When your daughter is 14 and she gets shot in the head by the Taliban for speaking about the importance for girls’ education, and she survives, you would have a pretty good idea that she is no ordinary girl. Since that happened in October 2012, Malala Yousafzai has gotten the life-saving surgery she needed in the UK where she is now based, has spoken at the United Nations, released a best-selling book, become the youngest ever Nobel Peace Prize nominee in 2013, and was featured on the cover of Time magazine and touted as one of the ‘100 Most Influential People’ in the world.
Malala is no ordinary teen girl, but if it wasn’t for her, many other teens in her home country of Pakistan, and other regions where girls’ education is frowned upon, would not have the role model and advocate they need to show the rest of the world why we need to make sure girls in every country around the world have access to education.
But it’s not just teen and pre-teen girls she is advocating for. Malala is also teaching her own mother, Tor Pekai Yousafzai, how to read and write! Imagine that! She gives birth to a world-changer, who in turn is birthing a change in her mother’s world with something as simple as literacy.
Malala and her mother were invited by the New York Times to talk about education and how her mother is even learning how to speak in English slowly.
“She wants to learn. She wants to get an education. She goes to school five days a week. She does her homework,” says Malala during her appearance the the TimesTalk. One of the reasons Malala’s mother decided it was time to learn, was because she needed to be able to read the labels on medication bottles in England.
Tor Pekai is learning how valuable education can be for everyday tasks. That is an empowering feeling no doubt. Malala’s dad, Ziauddin Yousafzai, has been running a girls school for many years, but it has taken this long for his wife to become part of what the rest of her family is doing.
In fact, Malala talks about how the traditional male-female roles in her family have shifted slightly now that her mother is getting educated.
“My mother is now learning English, becoming independent, goes to see the doctor on her own, goes to the shops and markets on her own,” she said. “On the other hand, my father is now going towards the kitchen. He makes eggs. He cannot really do a lot of cooking, but he brings plates to the table, brings cups, puts jam and butter in those things. So he is getting better.”
“These things are very important for us, because in many countries, people think the kitchen is just a woman’s job, and the man’s job is to go outside, earn money, and he’s going to control the family. So our family shows an example to the world of how things change with the help of awareness.”
Ziauddin gave a TED Talk in March 2014 breaking down the negative implications of some traditional gender roles in Pakistan. He talks about how young girls have no say, no rights, and are forced to get married really young and are not generally given access to education.
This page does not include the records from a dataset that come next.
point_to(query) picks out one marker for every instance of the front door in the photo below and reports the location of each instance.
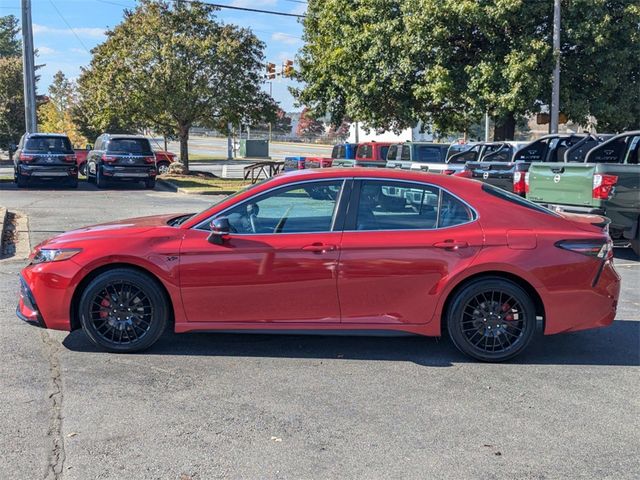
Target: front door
(278, 265)
(403, 240)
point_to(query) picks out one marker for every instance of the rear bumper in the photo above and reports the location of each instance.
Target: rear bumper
(583, 308)
(119, 172)
(48, 171)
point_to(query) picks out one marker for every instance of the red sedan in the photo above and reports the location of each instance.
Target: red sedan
(327, 250)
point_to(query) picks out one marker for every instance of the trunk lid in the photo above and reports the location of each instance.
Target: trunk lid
(563, 183)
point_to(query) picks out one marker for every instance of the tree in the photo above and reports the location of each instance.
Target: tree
(308, 126)
(56, 115)
(10, 45)
(392, 63)
(11, 92)
(169, 65)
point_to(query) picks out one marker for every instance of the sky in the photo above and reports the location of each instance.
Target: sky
(65, 31)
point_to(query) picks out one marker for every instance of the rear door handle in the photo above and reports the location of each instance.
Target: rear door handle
(451, 245)
(319, 248)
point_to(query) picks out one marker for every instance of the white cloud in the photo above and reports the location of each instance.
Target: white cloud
(80, 31)
(285, 38)
(46, 50)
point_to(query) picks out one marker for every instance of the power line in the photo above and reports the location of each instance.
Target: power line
(70, 27)
(246, 9)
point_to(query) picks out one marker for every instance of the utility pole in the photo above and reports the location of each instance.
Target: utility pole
(555, 92)
(28, 69)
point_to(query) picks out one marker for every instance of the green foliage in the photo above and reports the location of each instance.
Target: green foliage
(11, 92)
(55, 116)
(170, 65)
(392, 63)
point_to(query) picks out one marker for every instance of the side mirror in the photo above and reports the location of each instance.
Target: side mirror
(220, 229)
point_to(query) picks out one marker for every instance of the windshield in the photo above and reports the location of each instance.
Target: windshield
(49, 145)
(130, 145)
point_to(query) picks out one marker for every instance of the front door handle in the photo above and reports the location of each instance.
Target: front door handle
(319, 248)
(451, 245)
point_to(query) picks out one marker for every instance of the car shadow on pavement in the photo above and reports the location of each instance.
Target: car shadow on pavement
(614, 345)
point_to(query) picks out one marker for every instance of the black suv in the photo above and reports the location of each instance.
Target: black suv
(121, 157)
(45, 156)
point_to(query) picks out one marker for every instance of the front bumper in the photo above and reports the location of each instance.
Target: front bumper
(124, 173)
(48, 171)
(27, 308)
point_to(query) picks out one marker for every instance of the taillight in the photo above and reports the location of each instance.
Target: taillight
(592, 248)
(603, 186)
(519, 185)
(464, 174)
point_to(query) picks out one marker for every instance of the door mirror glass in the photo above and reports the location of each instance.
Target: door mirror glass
(220, 229)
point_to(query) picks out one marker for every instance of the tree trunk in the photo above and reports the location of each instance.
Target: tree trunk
(505, 128)
(184, 146)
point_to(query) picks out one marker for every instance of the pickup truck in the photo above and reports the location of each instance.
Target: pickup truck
(428, 157)
(368, 154)
(506, 164)
(606, 183)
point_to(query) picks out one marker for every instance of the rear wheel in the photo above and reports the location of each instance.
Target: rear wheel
(123, 310)
(491, 319)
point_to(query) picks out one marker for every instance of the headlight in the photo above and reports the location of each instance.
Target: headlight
(54, 254)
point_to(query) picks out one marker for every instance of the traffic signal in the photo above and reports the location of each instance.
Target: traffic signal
(287, 68)
(271, 71)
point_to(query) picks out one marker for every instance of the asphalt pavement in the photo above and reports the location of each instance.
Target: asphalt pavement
(205, 406)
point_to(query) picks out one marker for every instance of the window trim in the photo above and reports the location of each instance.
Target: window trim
(338, 211)
(352, 213)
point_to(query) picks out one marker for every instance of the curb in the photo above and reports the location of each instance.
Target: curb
(172, 188)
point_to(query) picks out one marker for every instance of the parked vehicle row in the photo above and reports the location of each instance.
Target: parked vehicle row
(50, 156)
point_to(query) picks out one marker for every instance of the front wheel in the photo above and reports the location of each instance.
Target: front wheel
(491, 319)
(123, 310)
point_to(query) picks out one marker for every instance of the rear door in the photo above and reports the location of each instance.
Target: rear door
(401, 240)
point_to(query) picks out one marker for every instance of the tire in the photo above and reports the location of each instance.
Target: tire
(163, 167)
(486, 306)
(101, 182)
(20, 180)
(133, 324)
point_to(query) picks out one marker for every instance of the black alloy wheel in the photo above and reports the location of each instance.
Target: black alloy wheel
(123, 310)
(491, 319)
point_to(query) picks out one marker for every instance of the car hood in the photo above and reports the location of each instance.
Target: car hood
(128, 227)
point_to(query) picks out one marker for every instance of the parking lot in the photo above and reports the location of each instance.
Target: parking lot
(201, 406)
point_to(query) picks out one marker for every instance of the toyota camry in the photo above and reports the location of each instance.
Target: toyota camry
(333, 250)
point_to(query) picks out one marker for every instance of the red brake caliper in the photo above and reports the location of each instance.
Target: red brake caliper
(505, 308)
(105, 303)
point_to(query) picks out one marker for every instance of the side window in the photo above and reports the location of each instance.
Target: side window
(392, 153)
(385, 205)
(300, 208)
(428, 154)
(453, 211)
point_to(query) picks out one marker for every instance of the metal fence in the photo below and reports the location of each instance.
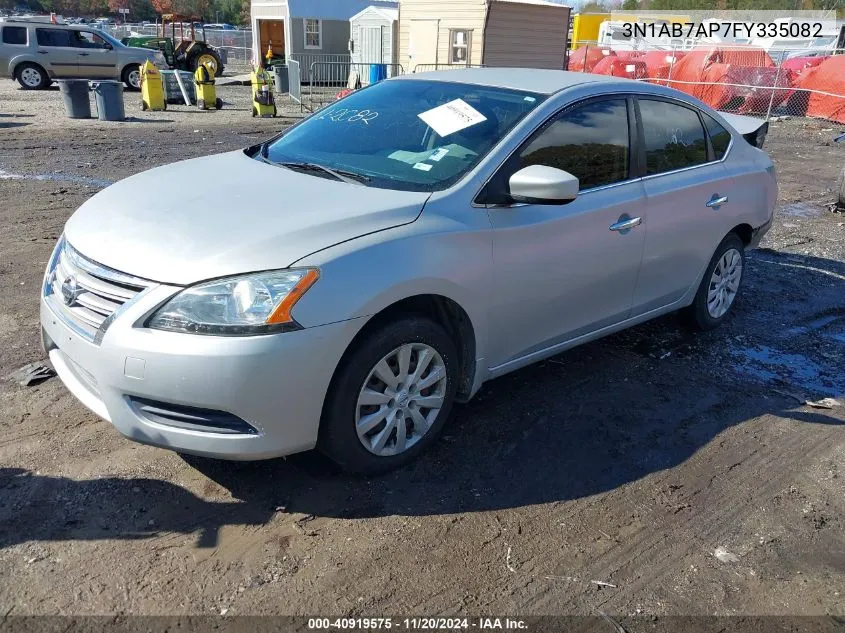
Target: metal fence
(421, 68)
(732, 78)
(235, 45)
(326, 79)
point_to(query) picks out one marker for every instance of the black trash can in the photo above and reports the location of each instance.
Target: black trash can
(109, 96)
(280, 76)
(75, 94)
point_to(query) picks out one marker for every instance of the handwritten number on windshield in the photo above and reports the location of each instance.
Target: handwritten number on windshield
(350, 115)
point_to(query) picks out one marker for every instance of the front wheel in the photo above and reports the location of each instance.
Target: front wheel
(32, 77)
(720, 285)
(390, 397)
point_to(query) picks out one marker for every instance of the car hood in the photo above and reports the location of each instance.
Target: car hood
(227, 214)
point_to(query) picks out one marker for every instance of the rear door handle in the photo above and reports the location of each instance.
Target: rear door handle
(625, 223)
(716, 201)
They are expected to take care of a family and the home, while the boys go off to school.
Here is his powerful video in full:
First Lady Michelle Obama mentioned Malala in an essay she wrote to girls in Seventeen Magazine recently, imploring them to “take their education seriously”.
“62 million girls around the world are not in school, and in some countries, fewer than ten percent of girls complete high school (as compared to 85 percent in the U.S.). Sometimes, families simply can’t afford to send their daughters to school. But often, the problem isn’t just about resources, it’s also about attitudes and beliefs,” she says.
“In some places, girls are viewed as less worthy of an education than boys, so when a family has limited funds, they’ll educate their sons instead of their daughters. In some parts of the world, girls are forced to get married young – sometimes before they even reach puberty – to men who might be three or four times their age, and instead of attending school, they wind up having children at a young age.
She continued to say that there are girls around who would give anything to have the education girls in the west have, so they shouldn’t take that lightly.
“In some countries, there are terrorist organizations who view educated girls as a serious threat and do everything in their power to keep girls from going to school.” No one knows this more than Malala, as well as the nearly-300 kidnapped girls in Nigeria by terrorist group Boko Haram, which Michelle Obama also mentions. What Malala is doing is giving the rest of the world a first-hand glimpse into how powerful education can be, and also showing how impactful girls can be even in their own families.
Here you can watch the full interview with Malala and NY Times correspondent Jodi Kantor. It is a full circle moment for the newsmedia publication, as it was a documentary they did on Malala in her home town of Swat, Pakistan in 2010 that initially brought worldwide attention to the young girl’s courageous crusade.
Malala’s story is inspiring, yes, but her mother now learning to read, write and speak English as an adult is also a brave act. She is defying typical standards in her own culture, and will hopefully in turn allow her peers to recognize the value of being educated.